CVE-2025-14506
Stored XSS in ConvertForce Popup Builder Gutenberg Block
Publication date: 2026-01-10
Last updated on: 2026-01-10
Assigner: Wordfence
Description
Description
CVSS Scores
EPSS Scores
| Probability: | |
| Percentile: |
Meta Information
Affected Vendors & Products
| Vendor | Product | Version / Range |
|---|---|---|
| convertforce | popup_builder | to 0.0.7 (inc) |
Helpful Resources
Exploitability
| CWE ID | Description |
|---|---|
| CWE-79 | The product does not neutralize or incorrectly neutralizes user-controllable input before it is placed in output that is used as a web page that is served to other users. |
Attack-Flow Graph
AI Powered Q&A
Can you explain this vulnerability to me?
The vulnerability in the ConvertForce Popup Builder WordPress plugin is a Stored Cross-Site Scripting (XSS) issue. It occurs via the Gutenberg block's `entrance_animation` attribute in versions up to and including 0.0.7. Due to insufficient input sanitization and output escaping, authenticated users with Author-level access or higher can inject arbitrary web scripts into pages. These scripts execute whenever any user accesses the injected page, potentially compromising user security. [1]
How can this vulnerability impact me? :
This vulnerability allows attackers with Author-level access or higher to inject malicious scripts into pages. When other users visit these pages, the injected scripts execute in their browsers, which can lead to theft of sensitive information, session hijacking, defacement, or other malicious actions. This compromises the security and integrity of the website and its users. [1]
How can this vulnerability be detected on my network or system? Can you suggest some commands?
This vulnerability can be detected by identifying WordPress sites using the ConvertForce Popup Builder plugin version 0.0.7 or earlier. You can scan your WordPress installation plugins directory to check the plugin version.
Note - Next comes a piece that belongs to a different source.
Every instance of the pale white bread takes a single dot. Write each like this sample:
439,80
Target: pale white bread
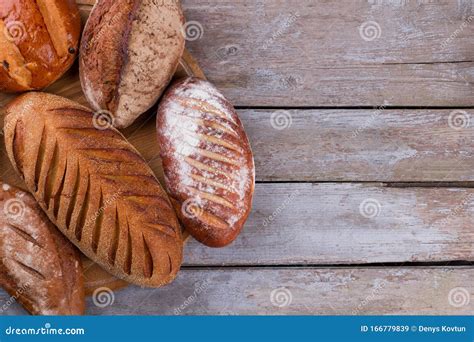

For example, use the command: `grep 'CONVERTFORCE_VERSION' wp-content/plugins/convertforce-popup-builder/convertforce-popup-builder.php` to find the plugin version. Additionally, monitoring HTTP requests for suspicious payloads in the Gutenberg block's `entrance_animation` attribute or unusual script injections in pages generated by the plugin may help detect exploitation attempts. However, no specific detection commands are provided in the resources. [1, 3]
What immediate steps should I take to mitigate this vulnerability?
The immediate mitigation step is to update the ConvertForce Popup Builder plugin to version 0.0.8 or later, which includes security fixes that sanitize user input and prevent stored cross-site scripting via the `entrance_animation` attribute. If updating is not immediately possible, restrict Author-level and higher user permissions to trusted users only, as the vulnerability requires authenticated users with at least Author-level access to exploit. Additionally, consider implementing Web Application Firewall (WAF) rules to block malicious payloads targeting this vulnerability. [1]
How does this vulnerability affect compliance with common standards and regulations (like GDPR, HIPAA)?:
The provided resources and context do not contain information about how this vulnerability affects compliance with common standards and regulations such as GDPR or HIPAA.